言い方は淡々としているが、目が笑っていない。
マリクが頷く。
「押収品に紛れていた。……倉庫の封緘道具とは系統が違う」
ノアが封書を光に透かそうとする。
だが紙が厚く、透けない。
その時、リュミエルが机の端から顔を出した。
白い光が、紙の表面を薄く舐める。
「……空っぽ」
ミレイが目を丸くする。
「え?」
リュミエルは首を傾げたまま言う。
「紙の中、何も入ってない。……封だけ」
キーラの目が細くなる。
「中身がないのに封をする意味って」
ノアが答えるより先に、マリクが小さく息を吐いた。
「選別だ」
「何の」
ミレイが聞くと、マリクは言わない。
言わないことが、答えに近い。
キーラが言う。
「中身じゃなく“手順”が本体。封が切られていない封書を持っていることが、合図になる。とか?」
エイドは封書を見た。
封を切ることは簡単だ。
だが、切った瞬間に“合図”が壊れる。
切られていないこと自体が、鍵。
「……この封蝋、ギルドじゃないのに堂々としてる」
エイドが言うと、キーラは笑わずに笑った。
「ギルドの外にも“信用の印”はある。ベルカンだもの」
ノアが呟く。
「でも、これを知っている人は限られます。……一般の工房は知らない」
マリクが目を伏せた。
「俺も、詳しくは知らない」
その言葉が、部屋の温度を少し落とした。
ギルドが知らない。
知らないのに、印はある。
それは“ギルドの外の秩序”があるということだ。
キーラが封書を机に戻し、指先で封蝋の丸をもう一度叩いた。
「これの意味って、誰に聞けばいい?」
ノアが言う。
「……下層の、裏の手順を知っている人」
ミレイが眉を寄せる。
「そんな人、いるんだ?」
エイドの頭に、頬の傷の男が浮かんだ。
海賊船長の身なり。
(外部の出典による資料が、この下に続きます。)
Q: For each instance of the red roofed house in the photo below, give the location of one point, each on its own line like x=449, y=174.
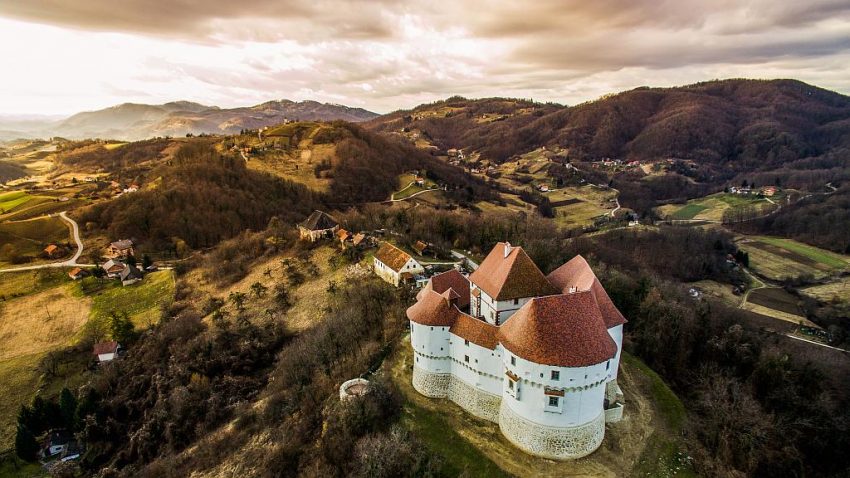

武闘派の圧。
そして、下層の“掟”を、息をするみたいに運用していた男。
キーラが先に言った。
言い切りはしない。けれど、答えの形で言う。
「ザックよ」
マリクの目が動く。
嫌がっているわけじゃない。
“それが一番早い”と理解している目だ。
「……行くか」
エイドが言うと、キーラはこちらを向いた。
「ザックに聞きに行こう」
キーラが封書を懐にしまう。
外の空気が、少しだけ潮の匂いを運んできた。